NEW signs of spring will be coming into bloom by the Reading Abbey Ruins following a snowdrop planting session by volunteers on Monday 13th March.
The volunteers will be planting 1,000 snowdrops on the corner of Chestnut Walk from 10am to 12.30pm, to complement the carpet of crocuses which have just started coming into flower.
Employees from the Western Rail Link to Heathrow team (from Network Rail) will be using their employee community volunteering days to join forces with Reading Museum staff and volunteers from the Friends of Reading Museum.
The aim is to establish the snowdrops by Reading Abbey Ruins in time for the re-opening in 2018.
Paul Gittings, Reading’s Lead Councillor for Culture, said: “We are grateful to all the volunteers taking part in the snowdrop planting.
“This is a great example of the business community lending their support to help re-establish Reading Abbey Ruins as a cultural and historical destination for the local and wider community.

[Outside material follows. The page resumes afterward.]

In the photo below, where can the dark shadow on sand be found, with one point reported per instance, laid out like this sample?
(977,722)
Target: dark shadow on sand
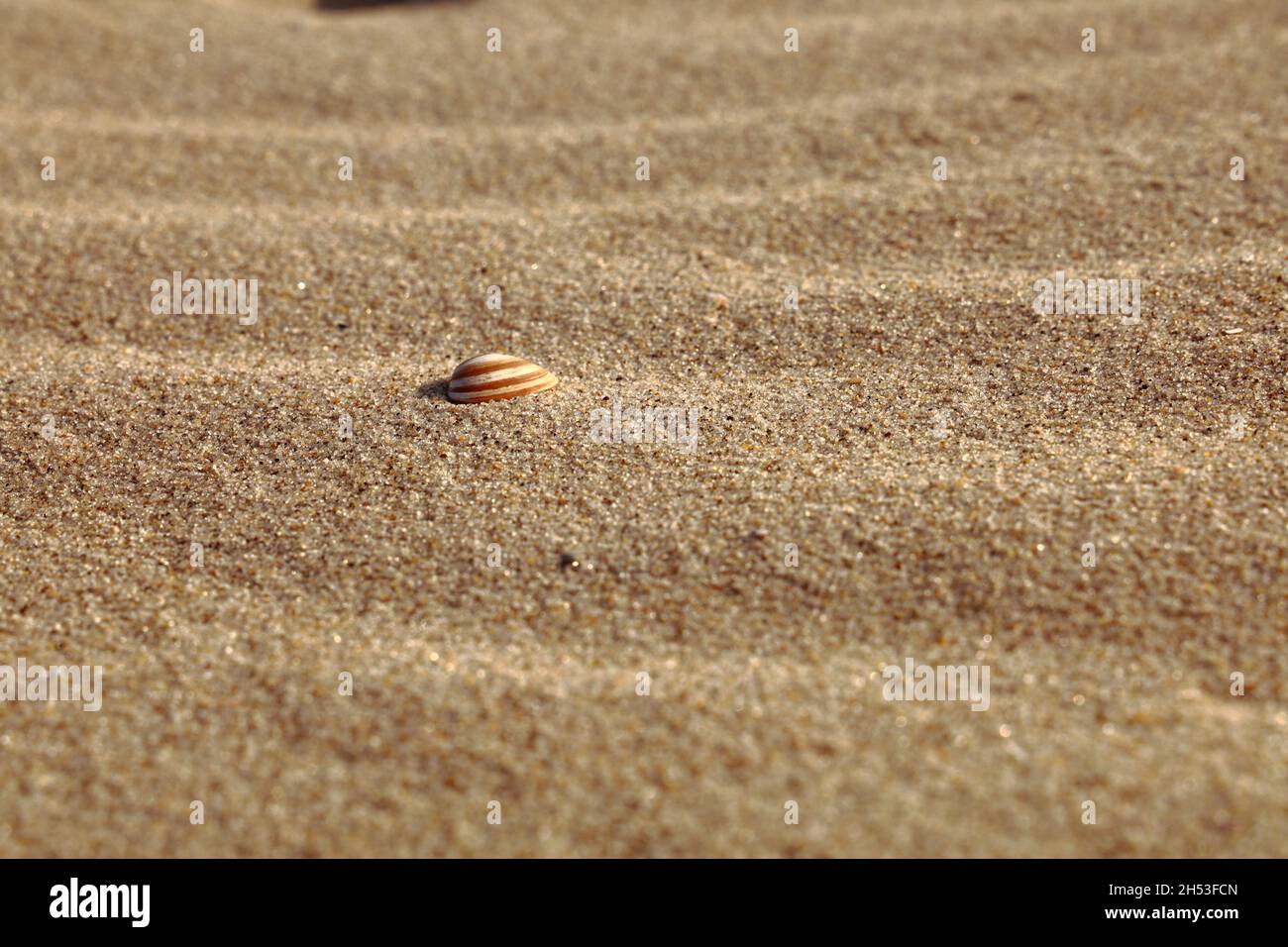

“We hope these snowdrops will attract new visitors to the area around the Reading Abbey Ruins and hopefully the bulbs will naturalise to form a short snowdrop walk.”
Network Rail’s Western Rail Link to Heathrow consents manager, Michaela Payne, said: “Our team is working hard to deliver a key part of Network Rail’s Railway Upgrade Plan, but our work within the community is also vitally important to us.
“We are delighted to have the opportunity to contribute to the re-opening of the Reading Abbey Ruins and we hope that the snowdrop display will help to bring in locals and tourists alike to appreciate this historically significant site.”
Photo opportunity: The media are invited to attend the snow drop planting at Chestnut Walk on Monday 13th March between 10am to 10.30am.
Photos of the snowdrop planting will be available after this date on request.
Snowdrops have been chosen as they are regarded as one of the first signs of spring and they are often found in abbey ruins and graveyards.
Some historians think that snowdrops were often planted by Norman monks as a symbol of purity and the cleansing of the earth after winter.
Some of the greatest snowdrop displays in England were all originally monastic sites such as Walsingham Abbey, Hodsock Priory, Anglesey Abbey (which was founded by Henry I in 1135) and Welford Park in Newbury.
Snowdrops were also harvested for medicinal use. The monks harvested snowdrops and used to rub them on the temple of people suffering from “mal au tete”.